このページは、2019年3月に保存されたアーカイブです。最新の内容ではない場合がありますのでご注意ください

カンチャナブリ


東南アジアの歴史



歴史には、このような目線もあります。もっと自分の国のことについて知りたいものです。



大東亜戦争は偽善と独善との戦い?
 戦後60年にもなるのに、中国や韓国における日本への反日感情は未だにくすぶっています。長期に渡って広範な植民地支配を行った英仏などのヨーロッパ諸国は被支配国からこれほど長期に渡る反感を持たれてはいません。何故、日本に対する反感は大きいのでしょうか。

 もちろん、そこには歴史的な経緯や、中国や韓国が文明的に日本の先輩に当たるといった民族感情など複雑な要素が絡んでいますから議論は単純ではないのでしょうが、それだけが原因で現在の状態に至っているとは私には思えません。

 タイに住んで感じる事は、日本人の哲学は日本人以外には共感できないのではないか、そして、かつては「大日本帝国」や「天皇への忠誠」などのような日本民族にしか共感されないようなことを、一時期にしても外国に押しつけたことも原因の一つにあるのではないか、などと考えています。また、昨今の日本と中国のアジアでの覇権争いが根底にあるのかも知れません。

 近代の世界史を概観すると、それはいち早く近代化に成功した西洋が自分たちの論理や理念を日本を含む非西洋社会に如何にして押しつけ、そして浸透させるかという確執の歴史でした。そこには相当程度の工夫があり、そしてかなりの程度成功した背景には、産業革命後の強力な経済力や軍事力を背景として、キリスト教の布教活動や、それを背景とした民主主義や人権思想、自由貿易などの「民族を超えた理念」を掲げたからだと思われます。

 キリスト教は普遍性の高い教義が中心ですが、日本の宗教は神仏混交であり、明治以降は天皇という現人神を戴く民族色の強い性格を持つものでした。民族的色彩の濃い教義は外国に持ち込んでも共感が得られなかったのは当然のことです。
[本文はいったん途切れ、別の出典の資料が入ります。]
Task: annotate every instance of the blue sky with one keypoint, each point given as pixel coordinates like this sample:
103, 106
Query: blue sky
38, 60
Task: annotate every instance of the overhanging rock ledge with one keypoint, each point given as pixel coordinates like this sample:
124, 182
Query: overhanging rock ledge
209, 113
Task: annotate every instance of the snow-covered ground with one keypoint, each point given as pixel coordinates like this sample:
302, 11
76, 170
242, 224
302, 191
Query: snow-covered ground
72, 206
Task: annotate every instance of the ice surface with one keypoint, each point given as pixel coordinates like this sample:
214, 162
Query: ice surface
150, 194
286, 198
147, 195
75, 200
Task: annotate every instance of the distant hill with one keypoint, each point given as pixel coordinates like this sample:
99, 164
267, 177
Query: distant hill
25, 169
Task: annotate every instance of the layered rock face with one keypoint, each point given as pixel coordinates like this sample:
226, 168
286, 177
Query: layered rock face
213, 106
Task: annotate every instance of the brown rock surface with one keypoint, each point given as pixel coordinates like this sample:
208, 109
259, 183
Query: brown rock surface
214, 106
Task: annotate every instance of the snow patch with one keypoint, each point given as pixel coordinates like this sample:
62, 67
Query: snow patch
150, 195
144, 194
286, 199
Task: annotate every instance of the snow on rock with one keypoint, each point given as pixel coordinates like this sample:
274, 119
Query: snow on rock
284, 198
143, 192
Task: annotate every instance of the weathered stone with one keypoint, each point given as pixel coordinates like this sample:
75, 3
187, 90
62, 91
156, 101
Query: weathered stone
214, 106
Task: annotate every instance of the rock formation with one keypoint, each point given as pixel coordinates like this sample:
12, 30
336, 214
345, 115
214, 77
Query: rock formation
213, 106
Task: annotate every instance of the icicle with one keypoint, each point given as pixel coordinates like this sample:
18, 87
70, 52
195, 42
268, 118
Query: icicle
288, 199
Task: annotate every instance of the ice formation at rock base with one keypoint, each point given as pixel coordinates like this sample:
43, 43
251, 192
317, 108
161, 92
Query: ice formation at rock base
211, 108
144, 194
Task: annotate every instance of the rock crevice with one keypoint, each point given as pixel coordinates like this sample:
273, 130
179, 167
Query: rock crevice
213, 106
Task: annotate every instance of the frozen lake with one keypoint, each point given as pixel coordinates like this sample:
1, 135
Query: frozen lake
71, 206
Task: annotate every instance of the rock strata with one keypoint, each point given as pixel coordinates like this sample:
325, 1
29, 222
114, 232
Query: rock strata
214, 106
西洋人は、相手社会における支配構造や文化を冷静に観察して、どうすれば自分たちの価値観をうまく受け入れさせることができるかを考えて偽善的な行動をした結果、日本に対する反感のようなレベルには至らなかったのではないかと思われます。

 テレビキャスターの田原総一朗氏は、かつて日本人と西洋人の気質の違いを「日本人は独善的、西洋人は偽善的」と表現したそうです。

 日本人は、自分たちが正しいと信じることをとことん相手国にも実践させようとしますが、それがかえって当該国の反発を呼ぶとしても、それにはおかまいなしのようです。日本の自衛隊のイラクのサマーワ派遣の場合は、それが大変良い結果を生みましたが、ベトナム戦争のときの韓国軍の独善的な行動は現地では大変嫌われました。何れも独善的な考え方の相反する結果のように私は思います。偽善が独善よりも道徳的なわけはありませんが、しかし、偽善は独善よりもおそらく対外政策としてはより実践的なのです。

 日本のメッセージ力が乏しいと私が感じたのは、日本は相変わらず独善的な思考が強すぎて、日本からのメッセージには民族を超えて通用するコンセプトが見えないことにあるのだと思います。靖国神社問題や教科書問題の正当性を主張していくのは間違いではありませんが、現在のグローバル化の進展は、日本に民族を超越した普遍性のある強力な「コンセプト力」を要求しているのだと私は思います。世界に共感の持てるコンセプトを持った日本からの情報の発信が、これからの日本の最大の課題なのではないでしょうか。

 大東亜戦争は、一面においては偽善と独善との戦いでもありましたが、独善が優れているわけでもなく、経済大国になった日本人はこの辺で一皮脱皮してコンセプト力で勝負すべき時代になっているのではないでしょうか。企業の中での会議などでも、イノベーションやコンセプトが重要視されていることと思います。共有可能な明確なコンセプトを持った情報を発信することが肝要で、日本が平和国家を今後とも目指すなら、それは絶対に必要なことなのではないでしょうか。